It is an intriguing thing when music and cause join hands. War and politics have created some works which will stand the test of time, but third to these, in terms of subject, is conservation, and I'm not talking the recent green movement, but the attachment to land as a limited and fastly disappearing resource. It was prominent in the late 60s and early 70s with the back to the land doctrines of certain hippie and related groups and really never disappeared, though in the States, money seems to have overpowered most aspects of life beyond comfort and greed. Johnny Rivers visited that movement, his Homegrown album, a financial failure, feeding off of life beyond. Robert Thomas Velline (Bobby Vee) tossed aside pop for the country-inflected Nothin' Like a Sunny Day album, a true gem, again rejected by a public feeding on the growing L.A.-inspired country rock of a financially booming and ethically bankrupt SoCal sound. And there was Heartsfield (Chicago), Pure Prairie League (Ohio), Cowboy (Florida) and others creating music with the sound of rock mixed with dirt. The Sound of the Land, maybe.
Well, Erica Wheeler brings a sensitivity to that Sound here in the good ol' 21st Century which is understated in its simplicity and yet as big as Montana and Wyoming combined. With light country-rocking songs and beautiful pastoral musical landscapes, she carries us back to a time in our lives when making the mortgage payment was not the reason to exist, a time when friendship and love and life ruled all, and she does it so effortlessly that we can close eyes and envision a life without Wall Street (show of hands—how many knew that the Stock Exchange was a private enterprise? I thought so. Me, neither) and Fox News (just typing it makes my skin crawl). Maybe you don't need to get away from Bill O'Reilly, but I do, and listening to Wheeler does the trick. For a short time, at least.

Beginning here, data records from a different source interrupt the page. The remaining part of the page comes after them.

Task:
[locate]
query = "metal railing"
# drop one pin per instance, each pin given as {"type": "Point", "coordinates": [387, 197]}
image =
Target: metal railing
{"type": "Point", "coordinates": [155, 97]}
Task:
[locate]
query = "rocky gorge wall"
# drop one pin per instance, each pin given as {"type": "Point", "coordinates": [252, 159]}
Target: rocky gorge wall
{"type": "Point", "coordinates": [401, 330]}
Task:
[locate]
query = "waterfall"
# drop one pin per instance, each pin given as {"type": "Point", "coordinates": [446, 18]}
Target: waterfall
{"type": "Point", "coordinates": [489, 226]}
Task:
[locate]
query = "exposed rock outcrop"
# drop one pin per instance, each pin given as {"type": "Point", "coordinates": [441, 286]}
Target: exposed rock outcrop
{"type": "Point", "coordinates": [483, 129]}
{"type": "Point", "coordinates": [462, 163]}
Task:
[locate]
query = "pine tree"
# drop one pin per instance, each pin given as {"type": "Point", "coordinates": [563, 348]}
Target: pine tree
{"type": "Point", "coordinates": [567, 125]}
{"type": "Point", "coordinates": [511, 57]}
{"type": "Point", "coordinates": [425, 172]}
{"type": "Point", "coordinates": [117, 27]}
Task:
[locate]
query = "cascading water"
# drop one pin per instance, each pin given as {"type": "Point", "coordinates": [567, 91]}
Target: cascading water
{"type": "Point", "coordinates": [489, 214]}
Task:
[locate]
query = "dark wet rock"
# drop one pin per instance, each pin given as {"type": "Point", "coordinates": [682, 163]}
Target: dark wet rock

What is so good about Erica Wheeler? Phrasing, for one. When she takes in breath, there is a bare instance when you hang on her next line regardless of song or tempo. The country-rockers like Good Summer Rain and Lucky In Love strike a note similar to the soft, quiet and heartrending The First Sunset and Elk Song. Subject matter, for another. While each song has its own core, they all point in the same direction and beg the question, have we lost our way, but not in a negative sense. There is hope. We hear it in the very inflection of her finely textured voice. We feel it inside, in those places we have covered with layers of excuses and survival tricks. She reminds us what it was like to be a child and see the world open up right before our eyes while reminding us we are no longer children and have a responsibility.
That responsibility for her involves The Trust for Public Land, an organization set up specifically to create open spaces and green spaces in a world quickly becoming concrete. It is a good match. What she sings, they support, and vice versa.
While this may seem an afterthought, it is not intended as such. A big slap should be laid upon the shoulders of Crit Harmon, producer. Sometimes a good record is as much what you don't do as what you do and Harmon, obviously having as much faith in this music, as do I, has a flair for twisting (and not twisting) knobs. The session musicians? Superb.
There is a picture of a paved road between stands of conifers heading toward snow inflected hills on the middle page of the insert. From now on, when I hear Erica Wheeler, that picture will be what I will see in my mind's eye. It is a visual portrait of a place I find more and more important—inside and outside.